Her very love made her abominable to him. She was furiously angry when she left him there in Nannie's parlor; all the same he did not have to borrow the $5,000.
The next morning Sarah Maitland sent for her superintendent. "Mr.
Ferguson," she said--they were in her private office, and the door was shut; "Mr. Ferguson, I think--but I don't know--I think Blair has been making an idiot of himself again. I saw in the paper that somebody called Maitland had been throwing money away on a picture. I don't know what it was, and I don't want to know.
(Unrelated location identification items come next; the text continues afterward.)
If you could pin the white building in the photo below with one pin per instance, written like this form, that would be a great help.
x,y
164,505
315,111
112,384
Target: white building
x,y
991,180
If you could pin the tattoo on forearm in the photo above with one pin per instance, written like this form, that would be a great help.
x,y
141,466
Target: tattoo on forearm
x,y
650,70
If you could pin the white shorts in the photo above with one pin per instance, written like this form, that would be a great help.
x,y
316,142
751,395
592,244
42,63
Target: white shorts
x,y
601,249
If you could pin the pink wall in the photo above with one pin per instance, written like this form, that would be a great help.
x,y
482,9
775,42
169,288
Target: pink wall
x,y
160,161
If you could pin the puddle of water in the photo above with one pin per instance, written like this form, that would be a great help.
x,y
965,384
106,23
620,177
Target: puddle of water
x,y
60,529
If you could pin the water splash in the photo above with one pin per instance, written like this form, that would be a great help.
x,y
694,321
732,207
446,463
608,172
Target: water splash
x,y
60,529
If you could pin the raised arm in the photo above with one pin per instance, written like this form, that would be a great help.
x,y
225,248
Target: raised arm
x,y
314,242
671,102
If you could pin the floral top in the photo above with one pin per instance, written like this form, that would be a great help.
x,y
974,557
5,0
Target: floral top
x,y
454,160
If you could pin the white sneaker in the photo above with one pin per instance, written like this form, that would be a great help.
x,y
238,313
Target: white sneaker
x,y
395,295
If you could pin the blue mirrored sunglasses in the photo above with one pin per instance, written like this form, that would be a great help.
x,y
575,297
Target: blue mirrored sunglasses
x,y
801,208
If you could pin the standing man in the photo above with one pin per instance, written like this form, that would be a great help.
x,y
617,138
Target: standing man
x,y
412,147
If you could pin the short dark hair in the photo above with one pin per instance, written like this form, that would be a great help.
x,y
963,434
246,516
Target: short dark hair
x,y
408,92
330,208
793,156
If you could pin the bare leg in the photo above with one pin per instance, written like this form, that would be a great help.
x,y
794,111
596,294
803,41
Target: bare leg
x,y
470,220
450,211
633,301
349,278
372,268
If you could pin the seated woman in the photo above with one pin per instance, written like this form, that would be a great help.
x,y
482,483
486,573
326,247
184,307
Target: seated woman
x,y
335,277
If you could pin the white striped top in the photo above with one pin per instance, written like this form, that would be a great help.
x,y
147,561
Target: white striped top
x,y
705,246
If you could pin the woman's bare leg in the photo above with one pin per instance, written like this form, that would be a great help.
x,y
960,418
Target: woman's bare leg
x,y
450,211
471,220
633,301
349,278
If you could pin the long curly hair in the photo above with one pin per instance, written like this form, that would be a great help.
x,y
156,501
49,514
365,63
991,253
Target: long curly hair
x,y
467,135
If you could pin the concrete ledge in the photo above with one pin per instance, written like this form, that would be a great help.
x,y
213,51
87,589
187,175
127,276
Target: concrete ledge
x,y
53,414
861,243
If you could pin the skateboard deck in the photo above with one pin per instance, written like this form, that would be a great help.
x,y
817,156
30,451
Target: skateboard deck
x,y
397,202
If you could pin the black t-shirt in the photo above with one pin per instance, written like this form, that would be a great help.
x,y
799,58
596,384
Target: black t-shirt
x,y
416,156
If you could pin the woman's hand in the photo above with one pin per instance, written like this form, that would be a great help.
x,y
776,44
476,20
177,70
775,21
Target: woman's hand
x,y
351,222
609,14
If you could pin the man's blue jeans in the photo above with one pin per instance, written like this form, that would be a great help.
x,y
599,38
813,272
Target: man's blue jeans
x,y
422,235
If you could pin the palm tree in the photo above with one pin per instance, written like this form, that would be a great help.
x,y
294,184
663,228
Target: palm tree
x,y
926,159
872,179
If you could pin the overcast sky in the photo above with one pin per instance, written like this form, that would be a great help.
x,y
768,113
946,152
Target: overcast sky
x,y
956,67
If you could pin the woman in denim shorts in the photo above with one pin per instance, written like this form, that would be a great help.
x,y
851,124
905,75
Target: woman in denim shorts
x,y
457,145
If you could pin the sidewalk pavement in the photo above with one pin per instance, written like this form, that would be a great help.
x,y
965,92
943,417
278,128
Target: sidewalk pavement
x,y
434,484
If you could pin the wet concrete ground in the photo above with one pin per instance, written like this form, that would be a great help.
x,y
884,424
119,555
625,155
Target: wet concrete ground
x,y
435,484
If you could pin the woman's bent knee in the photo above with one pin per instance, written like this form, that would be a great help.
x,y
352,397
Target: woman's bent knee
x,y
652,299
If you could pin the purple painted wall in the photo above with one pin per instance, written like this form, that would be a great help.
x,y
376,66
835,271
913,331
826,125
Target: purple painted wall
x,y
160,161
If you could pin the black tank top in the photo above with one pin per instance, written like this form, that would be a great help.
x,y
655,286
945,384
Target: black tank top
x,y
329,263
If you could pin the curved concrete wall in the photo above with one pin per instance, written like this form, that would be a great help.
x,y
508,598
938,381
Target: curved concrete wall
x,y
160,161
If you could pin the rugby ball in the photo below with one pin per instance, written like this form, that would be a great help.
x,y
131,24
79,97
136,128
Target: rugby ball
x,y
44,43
It was 14x18 inches; not feet. That was enough for me. Why, Ferguson, those big pictures in my parlor (I bought them when I was going to be married; a woman is sort of foolish then; I wouldn't do such a thing now), those four pictures are 4x6 feet each; and they cost me $400; $100 apiece. But this New York man has paid $5,000 for one picture 14x18 inches! If it was Blair-- and it came over me last night, all of a sudden, that it was; he hasn't got any $5,000 to pay for it. I don't want to go into the matter with him; we don't get along on such subjects. But I want you to ask him about it; maybe he'll speak out to you, man fas.h.i.+on. If this 'Maitland' is just a fool of our name so much the better; but if it is Blair, I've got to help him out, I suppose. I want you to settle the thing for me. I--can't." Her voice broke on the last word; she coughed and cleared her throat before she could speak distinctly. "I haven't the time," she said.